The request can be made in person or through a proxy (e.g., a family member). For reasons connected with data security, the Controller encourages the use of a power of attorney in a form certified by a civil-law notary or an authorised legal counsel or attorney, which will all significantly speed up the verification process of the authenticity of the request.
A response to the request should be provided within one month of receipt. If it is necessary to extend this deadline, the Controller shall inform the requesting persons of the reasons.
If the request has been addressed to the Company electronically, the response shall be provided in the same form unless the requesting person demanded the response in another form. Otherwise, the response shall be provided in writing. Where the timing of the request makes it impossible to provide the response in writing and the extent of the requesting person’s data processed by the Controller enables electronic contact, the response shall be provided electronically.
FEE COLLECTION PRINCIPLES
The processing of submitted requests is free of charge. Fees may be charged only in the case of:
making a request for issuing the second and each subsequent copy of data (the first copy of data is free of charge); in such cases, the Controller may change PLN 200.00. The aforementioned fee includes administrative costs related to processing the request;
submitting excessive (e.g., very frequent) or clearly groundless requests by the same person; in such cases, the Controller may charge PLN 500.00. The aforementioned fee includes the costs of communication and the costs related to taking the requested action;
If the decision to impose the fee is contested, the data subject may file a complaint with the supervisory body for the processing of Personal Data, having jurisdiction over the data subject’s usual place of residence, place of work or place where the alleged breach has been committed.

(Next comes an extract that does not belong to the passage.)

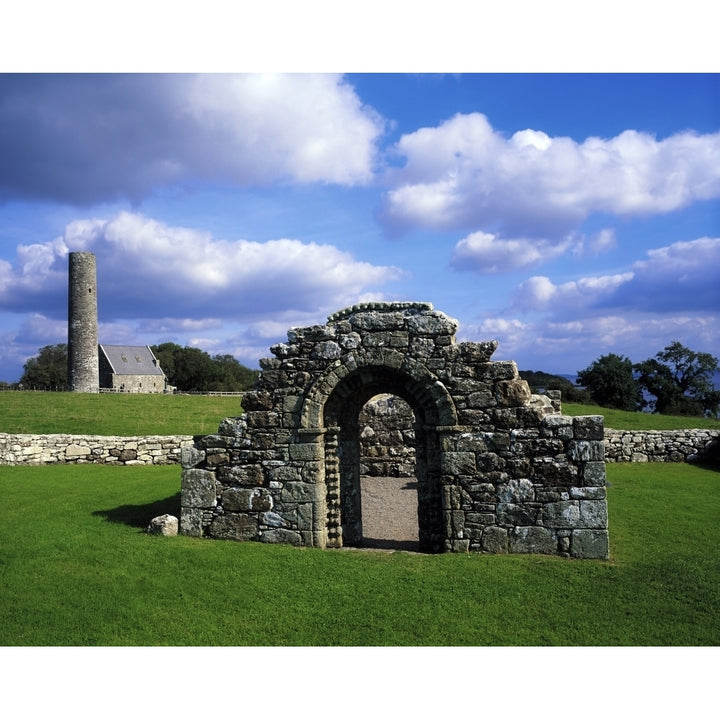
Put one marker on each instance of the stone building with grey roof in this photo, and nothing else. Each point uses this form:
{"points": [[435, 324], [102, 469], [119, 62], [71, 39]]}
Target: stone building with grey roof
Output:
{"points": [[130, 368]]}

In Poland, the supervisory body is the President of the Personal Data Protection Office.
Data recipients
In connection with the provision of services, Personal Data will be disclosed to external entities, including in particular suppliers responsible for the supply and operation of IT systems.

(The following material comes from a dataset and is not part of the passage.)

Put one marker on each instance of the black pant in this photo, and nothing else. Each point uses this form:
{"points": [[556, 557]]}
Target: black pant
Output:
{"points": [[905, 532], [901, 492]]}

The Controller reserves the right to disclose selected information concerning the User to the competent bodies or third parties who make a request for such information by referring to the appropriate legal basis and in accordance with the provisions of the applicable law.

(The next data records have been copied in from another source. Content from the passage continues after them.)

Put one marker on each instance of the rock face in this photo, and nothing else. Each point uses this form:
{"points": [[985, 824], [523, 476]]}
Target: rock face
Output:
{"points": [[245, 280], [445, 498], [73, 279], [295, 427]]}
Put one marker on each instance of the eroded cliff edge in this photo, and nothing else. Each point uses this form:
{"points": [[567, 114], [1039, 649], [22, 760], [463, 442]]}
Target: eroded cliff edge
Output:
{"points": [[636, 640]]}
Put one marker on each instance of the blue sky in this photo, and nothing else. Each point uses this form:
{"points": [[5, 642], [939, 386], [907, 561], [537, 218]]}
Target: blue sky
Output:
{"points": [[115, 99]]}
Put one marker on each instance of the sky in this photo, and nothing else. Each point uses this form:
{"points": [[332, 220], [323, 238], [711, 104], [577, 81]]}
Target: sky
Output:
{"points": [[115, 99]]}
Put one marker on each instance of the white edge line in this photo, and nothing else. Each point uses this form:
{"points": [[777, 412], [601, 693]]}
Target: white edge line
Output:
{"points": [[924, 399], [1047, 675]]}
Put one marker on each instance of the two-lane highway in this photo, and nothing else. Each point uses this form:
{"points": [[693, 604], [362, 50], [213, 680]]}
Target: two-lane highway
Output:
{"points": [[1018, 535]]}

Provision of data outside the EEA
The level of Personal Data protection outside the European Economic Area (EEA) differs from that envisaged by European law. For this reason, the Controller transfers Personal Data outside the EEA only when necessary and with an adequate level of protection, primarily by:
cooperating with the processors of Personal Data in countries for which a relevant decision of the European Commission has been issued regarding the determination of an adequate level of Personal Data protection;
applying standard contractual clauses issued by the European Commission;
applying binding corporate rules approved by the competent supervisory body.
The Controller shall always disclose its intent to transfer Personal Data outside the EEA upon its collection.
Contact details
The Controller can be contacted via e-mail kodo@biuro.perla.pl or the following mailing address: Koordynator Danych Osobowych [Personal Data Coordinator], ul. Bernardyńska 15, [post code] 20-950 Lublin.
The Controller has appointed the Personal Data Coordinator who can be contacted via e-mail kodo@biuro.perla.pl on any matter concerning the processing of Personal Data.
Amendments to the Privacy Policy
The policy is updated on an ongoing and as needed basis.
The current version was adopted on and has been binding since 18th April 2023.